Eczema herpeticum, previously known as Kaposi varicelliform eruption, is a viral skin infection caused by herpes simplex virus (HSV) and varicella zoster virus (VZV). It is a dermatological emergency, as it indicates a disseminated viral infection in the patient.
Pathophysiology
The most common causative agent is HSV-1 & HSV-2. It is usually seen in patients who have these viruses in addition to having atopic dermatitis/eczema, as this facilitates the entry of the virus through the skin barrier and creating an infection. The compromised skin barrier that occurs allows the virus to enter through micro-abrasions, initiating infection in keratinocytes and promoting viral replication. The impaired innate immune responses in atopic dermatitis, including reduced antimicrobial peptides and weakened natural killer cell activity, contribute to uncontrolled viral replication. This viral invasion triggers an intense inflammatory response characterized by the release of cytokines, leading to the formation of erosions and vesicles. The infection can rapidly spread to multiple skin areas and mucous membranes, potentially disseminating through the bloodstream, causing systemic symptoms, and giving rise to severe complications such as bacterial superinfections, sepsis, and disseminated intravascular coagulation.
⚠️ Risk factor
- Severe eczema
- Atopy
- History of Staphylococcus aureus and molluscum contagiosum infection
😷 Presentation
It normally occurs when the patient is first infected with HSV. Signs appear 5–12 days after contact with an infected individual, who may or may not have visible cold sores.
A typical presentation is a patient who suffers with eczema that has developed:
- Widespread, painful, vesicular rash
- Systemic symptoms such as:
- Fever
- Lethargy
- Irritability
- Reduced oral intake
- Lymphadenopathy
The lesions that are present all appear the same. They may be filled clear yellow fluid or thick purulent material. They are often blood-stained and may weep. Fresh vesicles may have a central umbilication. Old blisters crust over and form erosions. The lesions ultimately heal in 2-6 weeks and white scars may persist. Secondary bacterial infection with staphylococci or streptococci may lead impetigo or cellulitis.
🔍 Investigations
⭐️ Eczema herpeticum can be diagnosed clinically when a patient with known atopic dermatitis presents with an acute eruption of painful, monomorphic clustered vesicles associated with fever and malaise.

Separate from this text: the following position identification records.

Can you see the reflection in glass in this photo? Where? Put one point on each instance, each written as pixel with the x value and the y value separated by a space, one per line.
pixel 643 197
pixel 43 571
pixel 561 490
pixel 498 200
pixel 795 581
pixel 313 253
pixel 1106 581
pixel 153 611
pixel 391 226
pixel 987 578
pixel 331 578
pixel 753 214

- 🏆 Viral infection can be confirmed by viral swabs taken by scraping the base of a fresh blister, although we do not need to wait for the results to start treatment.
- Bacterial swabs should also be taken for microscopy and culture as eczema herpeticum may resemble impetigo and it can be complicated by secondary bacterial infection.

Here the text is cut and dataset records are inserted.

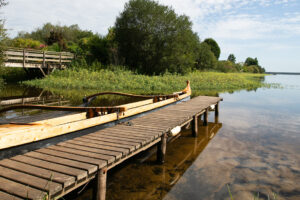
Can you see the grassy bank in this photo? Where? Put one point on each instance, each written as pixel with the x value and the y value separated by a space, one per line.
pixel 127 81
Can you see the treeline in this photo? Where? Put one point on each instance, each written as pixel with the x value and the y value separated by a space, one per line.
pixel 147 37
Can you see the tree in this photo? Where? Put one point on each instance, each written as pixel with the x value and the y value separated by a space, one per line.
pixel 231 58
pixel 214 47
pixel 251 61
pixel 205 57
pixel 153 39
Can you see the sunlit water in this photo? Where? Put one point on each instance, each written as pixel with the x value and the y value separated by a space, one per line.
pixel 252 150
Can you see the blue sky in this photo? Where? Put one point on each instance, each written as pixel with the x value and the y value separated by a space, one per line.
pixel 266 29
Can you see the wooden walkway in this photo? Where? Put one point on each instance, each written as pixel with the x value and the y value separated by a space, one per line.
pixel 59 169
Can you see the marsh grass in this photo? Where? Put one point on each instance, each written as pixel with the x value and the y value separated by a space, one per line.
pixel 127 81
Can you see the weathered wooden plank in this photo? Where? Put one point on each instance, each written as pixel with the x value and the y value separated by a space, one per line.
pixel 6 196
pixel 42 184
pixel 21 190
pixel 79 174
pixel 126 135
pixel 107 158
pixel 100 135
pixel 83 159
pixel 117 155
pixel 130 135
pixel 109 144
pixel 65 180
pixel 124 151
pixel 134 144
pixel 71 163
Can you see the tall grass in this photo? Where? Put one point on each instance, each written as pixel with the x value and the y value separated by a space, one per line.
pixel 127 81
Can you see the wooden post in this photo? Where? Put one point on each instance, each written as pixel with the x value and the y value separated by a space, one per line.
pixel 60 61
pixel 195 126
pixel 205 120
pixel 99 190
pixel 24 62
pixel 217 109
pixel 161 149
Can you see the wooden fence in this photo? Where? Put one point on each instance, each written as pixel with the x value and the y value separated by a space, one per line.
pixel 29 58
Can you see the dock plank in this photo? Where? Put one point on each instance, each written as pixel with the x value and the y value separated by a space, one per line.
pixel 39 172
pixel 79 174
pixel 79 159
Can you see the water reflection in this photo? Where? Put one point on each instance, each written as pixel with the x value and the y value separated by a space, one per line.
pixel 143 178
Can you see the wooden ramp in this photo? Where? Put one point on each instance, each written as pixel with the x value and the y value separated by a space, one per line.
pixel 59 169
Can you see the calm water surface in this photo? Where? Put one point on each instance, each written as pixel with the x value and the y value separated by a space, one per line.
pixel 253 148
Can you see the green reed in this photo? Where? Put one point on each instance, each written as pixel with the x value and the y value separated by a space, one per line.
pixel 127 81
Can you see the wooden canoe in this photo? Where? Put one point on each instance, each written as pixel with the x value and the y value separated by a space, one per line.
pixel 15 134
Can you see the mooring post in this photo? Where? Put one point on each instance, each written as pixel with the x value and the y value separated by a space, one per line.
pixel 161 149
pixel 217 109
pixel 195 126
pixel 99 191
pixel 205 120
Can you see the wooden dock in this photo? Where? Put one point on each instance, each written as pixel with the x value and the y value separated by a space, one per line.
pixel 57 170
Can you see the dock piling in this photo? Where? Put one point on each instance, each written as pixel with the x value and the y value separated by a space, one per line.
pixel 205 120
pixel 99 191
pixel 161 149
pixel 217 110
pixel 195 126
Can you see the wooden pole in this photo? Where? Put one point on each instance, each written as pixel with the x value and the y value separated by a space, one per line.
pixel 99 191
pixel 217 110
pixel 205 120
pixel 24 58
pixel 60 65
pixel 195 126
pixel 161 149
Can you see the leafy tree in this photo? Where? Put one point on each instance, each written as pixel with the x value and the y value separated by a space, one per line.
pixel 205 57
pixel 251 61
pixel 153 39
pixel 214 47
pixel 231 58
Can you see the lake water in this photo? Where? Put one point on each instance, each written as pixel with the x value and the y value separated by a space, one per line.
pixel 251 149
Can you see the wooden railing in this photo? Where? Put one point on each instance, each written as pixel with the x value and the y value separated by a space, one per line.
pixel 29 58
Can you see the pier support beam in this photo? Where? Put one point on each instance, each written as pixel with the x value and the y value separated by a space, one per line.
pixel 161 149
pixel 195 126
pixel 205 115
pixel 217 110
pixel 99 191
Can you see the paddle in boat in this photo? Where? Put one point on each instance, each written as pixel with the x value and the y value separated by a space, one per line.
pixel 15 134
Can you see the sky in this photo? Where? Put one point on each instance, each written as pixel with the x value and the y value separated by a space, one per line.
pixel 266 29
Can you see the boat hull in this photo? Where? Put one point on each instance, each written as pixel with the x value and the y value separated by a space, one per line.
pixel 21 149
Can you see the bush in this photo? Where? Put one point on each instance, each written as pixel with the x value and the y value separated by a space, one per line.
pixel 153 39
pixel 205 57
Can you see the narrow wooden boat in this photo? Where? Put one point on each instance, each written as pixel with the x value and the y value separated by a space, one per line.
pixel 15 134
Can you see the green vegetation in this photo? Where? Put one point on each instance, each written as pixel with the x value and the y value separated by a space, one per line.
pixel 153 39
pixel 147 38
pixel 119 79
pixel 214 47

Other laboratory tests that can be considered:
- Direct fluorescent antibody stain
- PCR sequencing
- 🏆 Tzanck smear - showing epithelial multinucleated giant cells and acantholysis (cell separation).
🧰 Management
Prompt treatment with antiviral medication should eliminate the need for hospital admission.
- Antivirals
- Antivirals are often given concomitantly with antibiotics as concomitant bacterial infection is common and difficult to exclude clinically.
- Previously, topical steroids have not been recommended, but recent evidence shows they are safe & helpful to manage active atopic dermatitis.
🥇 Oral aciclovir - 400–800 mg 5x daily for mild-to-moderate cases.
🥇 IV aciclovir for more severe cases
🚨 Complications
- Children with eczema herpeticum can be very unwell. When not treated adequately it can be a life threatening condition, particularly in patients that are immunocompromised.
- Bacterial superinfection can occur, leading to a more severe illness.